Plunging real estate values are allowing many Canadian renters to breathe a big fat sigh of relief. That’s because, prior to the recent price collapse triggered by the U.S. sub-prime crisis, those who had hoped to buy at some point in their lives were forced to sit on the sidelines, agonizing, as their dreams of home ownership seemingly evaporated in the face of skyrocketing home values.
Not anymore. Real estate prices are down across the country and interest rates are at an all-time low. So is now the time to buy?
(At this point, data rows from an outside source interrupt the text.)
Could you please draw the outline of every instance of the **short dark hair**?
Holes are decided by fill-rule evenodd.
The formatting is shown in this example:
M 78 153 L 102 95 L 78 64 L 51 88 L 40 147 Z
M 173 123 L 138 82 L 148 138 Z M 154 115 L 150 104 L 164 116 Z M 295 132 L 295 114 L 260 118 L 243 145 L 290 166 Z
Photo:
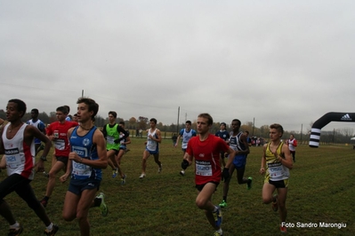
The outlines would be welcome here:
M 270 126 L 270 129 L 275 129 L 281 134 L 284 134 L 284 128 L 278 123 L 273 123 Z
M 23 117 L 23 115 L 25 115 L 26 110 L 27 110 L 27 106 L 26 106 L 26 103 L 24 101 L 22 101 L 20 99 L 18 99 L 18 98 L 13 98 L 13 99 L 10 99 L 9 102 L 16 103 L 17 111 L 18 112 L 22 112 L 22 115 L 20 117 Z
M 67 109 L 67 107 L 65 107 L 65 106 L 58 106 L 57 109 L 56 109 L 56 111 L 57 111 L 57 112 L 61 112 L 61 113 L 63 113 L 64 114 L 68 114 L 68 109 Z
M 69 107 L 68 105 L 64 105 L 63 106 L 67 108 L 67 111 L 68 111 L 67 114 L 69 114 L 69 112 L 70 112 L 70 107 Z
M 233 121 L 231 121 L 231 122 L 237 122 L 238 125 L 239 125 L 239 126 L 242 124 L 242 122 L 238 119 L 233 119 Z
M 214 118 L 212 118 L 211 114 L 209 114 L 208 113 L 201 113 L 200 114 L 198 114 L 198 117 L 202 117 L 202 118 L 207 119 L 208 125 L 212 125 L 214 123 Z
M 115 117 L 115 119 L 117 118 L 117 112 L 109 111 L 109 115 L 110 115 L 110 114 L 112 114 L 113 117 Z
M 79 103 L 85 103 L 89 106 L 89 109 L 88 109 L 89 112 L 93 112 L 92 120 L 95 121 L 95 115 L 97 114 L 97 113 L 99 111 L 99 104 L 97 104 L 94 99 L 85 98 L 85 97 L 79 98 L 77 99 L 77 104 L 79 104 Z
M 38 111 L 37 108 L 33 108 L 33 109 L 31 110 L 31 112 L 33 112 L 33 113 L 36 114 L 39 114 L 39 111 Z
M 149 120 L 149 122 L 153 122 L 155 124 L 157 124 L 157 119 L 156 118 L 151 118 L 150 120 Z

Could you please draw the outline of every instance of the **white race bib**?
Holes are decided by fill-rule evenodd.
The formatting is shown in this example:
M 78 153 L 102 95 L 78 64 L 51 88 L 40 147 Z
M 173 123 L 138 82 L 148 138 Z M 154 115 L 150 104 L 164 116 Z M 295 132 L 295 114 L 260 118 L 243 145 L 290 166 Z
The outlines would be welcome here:
M 196 175 L 203 177 L 212 177 L 211 162 L 196 161 Z

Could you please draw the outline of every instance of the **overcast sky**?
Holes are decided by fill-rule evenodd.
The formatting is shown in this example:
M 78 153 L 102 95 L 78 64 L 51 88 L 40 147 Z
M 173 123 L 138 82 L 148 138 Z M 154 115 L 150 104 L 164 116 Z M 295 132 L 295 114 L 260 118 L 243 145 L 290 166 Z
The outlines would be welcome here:
M 353 113 L 355 1 L 0 1 L 0 109 L 77 110 L 164 124 Z M 355 128 L 332 122 L 323 130 Z

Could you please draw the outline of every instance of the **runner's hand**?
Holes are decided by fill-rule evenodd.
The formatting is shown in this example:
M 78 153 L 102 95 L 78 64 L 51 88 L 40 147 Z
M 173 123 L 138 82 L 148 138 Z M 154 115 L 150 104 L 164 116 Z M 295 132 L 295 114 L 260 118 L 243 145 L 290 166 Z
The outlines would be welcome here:
M 224 168 L 223 171 L 222 172 L 222 180 L 224 180 L 224 182 L 228 182 L 230 179 L 230 169 Z

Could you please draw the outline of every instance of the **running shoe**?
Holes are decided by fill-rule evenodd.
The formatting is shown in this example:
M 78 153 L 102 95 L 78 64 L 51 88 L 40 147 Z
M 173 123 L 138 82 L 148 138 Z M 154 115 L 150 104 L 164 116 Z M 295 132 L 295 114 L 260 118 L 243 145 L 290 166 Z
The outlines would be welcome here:
M 44 146 L 41 145 L 38 149 L 37 149 L 37 153 L 39 153 L 40 151 L 44 150 Z
M 48 201 L 46 201 L 45 199 L 41 200 L 40 202 L 44 207 L 44 208 L 47 207 Z
M 274 195 L 273 198 L 275 199 L 275 201 L 272 201 L 271 208 L 273 211 L 278 211 L 278 195 Z
M 145 177 L 145 174 L 141 173 L 141 175 L 140 176 L 140 178 L 143 178 L 143 177 Z
M 250 190 L 252 188 L 252 184 L 253 184 L 253 177 L 248 177 L 247 178 L 247 183 L 246 183 L 246 189 Z
M 121 185 L 125 184 L 125 178 L 127 177 L 126 175 L 124 175 L 124 177 L 121 178 Z
M 103 193 L 100 193 L 99 195 L 96 196 L 96 198 L 101 200 L 101 203 L 100 204 L 100 209 L 101 210 L 102 216 L 106 216 L 109 214 L 109 208 L 105 204 L 105 194 Z
M 52 236 L 58 232 L 59 226 L 57 224 L 53 224 L 52 231 L 48 231 L 47 229 L 44 230 L 44 235 Z
M 224 200 L 220 203 L 220 207 L 222 208 L 227 208 L 227 201 L 225 201 Z
M 287 232 L 287 228 L 286 226 L 279 225 L 279 231 L 283 233 Z
M 223 232 L 222 232 L 222 233 L 218 232 L 214 232 L 214 236 L 223 236 Z
M 17 236 L 20 235 L 23 231 L 23 227 L 21 224 L 20 224 L 18 229 L 10 229 L 9 233 L 7 234 L 8 236 Z
M 112 169 L 112 177 L 116 177 L 118 173 L 118 169 Z
M 220 227 L 222 220 L 222 209 L 220 206 L 217 207 L 217 210 L 214 212 L 214 215 L 215 226 Z

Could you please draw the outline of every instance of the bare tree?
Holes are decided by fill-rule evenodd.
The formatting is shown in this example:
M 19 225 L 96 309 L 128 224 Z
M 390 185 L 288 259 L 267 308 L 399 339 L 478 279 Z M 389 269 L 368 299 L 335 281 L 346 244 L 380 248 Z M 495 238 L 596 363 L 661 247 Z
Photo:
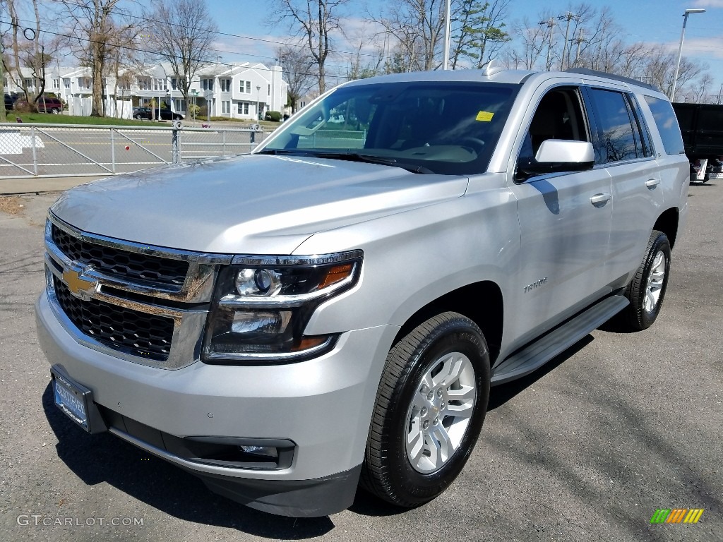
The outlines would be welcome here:
M 514 25 L 513 33 L 520 45 L 509 51 L 507 63 L 515 69 L 533 69 L 542 56 L 542 49 L 548 40 L 547 30 L 539 25 L 531 23 L 525 17 L 522 22 Z
M 435 69 L 440 65 L 444 40 L 445 0 L 398 0 L 372 20 L 398 40 L 393 71 Z
M 291 46 L 278 50 L 278 59 L 288 85 L 286 94 L 291 113 L 296 113 L 299 99 L 308 94 L 314 86 L 315 78 L 312 74 L 314 59 L 305 48 Z
M 372 56 L 372 59 L 369 61 L 363 61 L 362 50 L 364 45 L 362 39 L 360 39 L 356 53 L 349 59 L 349 67 L 346 72 L 346 78 L 348 79 L 366 79 L 382 73 L 385 60 L 383 46 L 375 46 L 374 53 L 365 53 L 364 56 Z
M 348 0 L 274 0 L 271 24 L 288 21 L 295 34 L 304 37 L 318 69 L 319 92 L 326 90 L 326 61 L 332 35 L 341 32 L 340 12 Z
M 137 23 L 119 22 L 115 16 L 121 0 L 59 0 L 64 7 L 73 36 L 72 49 L 82 65 L 90 66 L 93 106 L 90 116 L 104 116 L 103 77 L 106 64 L 117 47 L 115 37 L 130 32 Z
M 150 43 L 171 64 L 184 100 L 189 103 L 192 79 L 204 65 L 215 60 L 211 45 L 218 27 L 205 0 L 163 1 L 150 19 Z

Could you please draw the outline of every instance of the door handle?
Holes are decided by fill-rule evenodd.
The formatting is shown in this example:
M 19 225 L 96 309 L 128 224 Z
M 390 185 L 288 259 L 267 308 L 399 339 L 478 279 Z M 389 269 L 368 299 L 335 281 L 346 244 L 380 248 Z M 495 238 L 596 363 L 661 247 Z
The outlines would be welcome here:
M 602 207 L 610 201 L 611 197 L 609 194 L 596 194 L 590 198 L 590 203 L 595 207 Z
It depends on your situation, says Randy Coutts, credit manager for Calgary’s Bridgewater Bank. First, he says, “renting offers advantages, including a great deal of flexibility. If you’re not sure you’ll be living in a particular city for any length of time, for example, then you don’t have to worry about fluctuations in the real estate market or the headaches and costs of selling.” And renting is a lot less expensive than being a homeowner. Renters don’t have to come up with down payments (a minimum five per cent these days), insurance costs are lower due to insuring contents-only as opposed to contents and structure, and there are no property taxes or maintenance costs. Plus, with fewer homes now selling, an increasing number of properties already on the market are likely to wind up offered as rentals – driving rental suite availability up and prices down.
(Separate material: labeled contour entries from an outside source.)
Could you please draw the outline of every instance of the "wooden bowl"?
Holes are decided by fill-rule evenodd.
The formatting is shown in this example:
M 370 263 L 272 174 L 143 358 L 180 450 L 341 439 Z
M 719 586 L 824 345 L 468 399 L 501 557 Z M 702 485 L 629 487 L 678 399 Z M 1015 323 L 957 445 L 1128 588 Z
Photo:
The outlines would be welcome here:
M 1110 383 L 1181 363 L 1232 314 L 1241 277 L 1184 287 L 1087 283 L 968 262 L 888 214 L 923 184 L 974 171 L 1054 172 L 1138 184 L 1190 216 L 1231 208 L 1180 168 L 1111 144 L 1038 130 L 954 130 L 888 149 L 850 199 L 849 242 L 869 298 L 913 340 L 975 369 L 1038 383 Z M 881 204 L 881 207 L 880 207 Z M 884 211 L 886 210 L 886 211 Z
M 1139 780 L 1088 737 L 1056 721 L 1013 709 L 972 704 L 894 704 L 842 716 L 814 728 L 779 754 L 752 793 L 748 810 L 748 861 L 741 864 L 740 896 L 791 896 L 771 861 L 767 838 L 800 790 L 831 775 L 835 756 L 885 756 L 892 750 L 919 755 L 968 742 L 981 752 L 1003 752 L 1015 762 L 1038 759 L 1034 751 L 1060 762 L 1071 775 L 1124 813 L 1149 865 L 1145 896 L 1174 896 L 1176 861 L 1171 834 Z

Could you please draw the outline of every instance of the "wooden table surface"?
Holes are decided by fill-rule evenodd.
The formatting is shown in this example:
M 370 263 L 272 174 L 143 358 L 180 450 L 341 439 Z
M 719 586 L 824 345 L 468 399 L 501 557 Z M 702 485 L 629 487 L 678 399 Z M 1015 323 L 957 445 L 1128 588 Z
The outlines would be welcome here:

However, there has been – and always will be – one big knock when it comes to renting. The money paid in rent is gone forever. Owning a home, on the other hand, allows buyers to build equity and enjoy a place they can call their own while remodelling it to suit personal preferences. And while home prices may now be on the way down, in the long term, says Coutts, real estate has proven to be a good investment. The economy may be reeling at the moment, he notes, but eventually it will recover. When it does, home prices will stabilize and the price pendulum will start swinging the other way again.
Five Tips for Buyers
You’re a first-time buyer ready to take the plunge? Keep in mind:
• On a monthly basis, it typically costs more to buy than rent a home of equal value. In addition to a mortgage, homeowners must factor in property taxes, ongoing maintenance, legal fees (such as closing costs) and higher insurance premiums. And with down payments of less than 20 per cent, mortgage insurance is required.
• It’s important to set aside a nest egg for emergencies – the lack of which is behind many of the foreclosures currently taking place in North America. A temporary loss of income or the need for a new furnace shouldn’t sink the ship.
• Those buying condos also have monthly condo fees to pay. Potentially, monies to cover assess-ments for repairs and upgrades are also needed. Buyers are strongly advised to carefully examine strata council minutes for indications of upcoming expenditures.
• A home inspection is strongly recommended prior to buying; it’s the best $400 a prospective homeowner can ever spend.
• The importance of shopping around for the best mortgage rates and terms. (Obvious, but sometimes overlooked.)
• A final cautionary math note: mortgage sellers frequently use mortgage calculators to illustrate the advantages of buying over renting. But, as noted, such calculations frequently omit many relevant costs – and almost never emphasize the need to have contingency funds set aside for emergencies.
We Canadians are getting used to the media telling us that the sub-prime mortgage issue causing so much havoc south of the border can’t happen here. But is it true? Maybe. Despite the fact that Canadian banks are typically more assiduous at vetting borrowers’ income and asset statements, and the fact that the mortgage default rate in Canada is a manageable 0.33 per cent, declining house prices and mounting job losses could drive this number into the one- to two-per-cent range. “That may not sound like much, but for the banks it would be a concern,” says Bridgewater’s Randy Coutts. As for Canadians, it could lead to increased credit restrictions and a further drop in both consumer spending and house prices.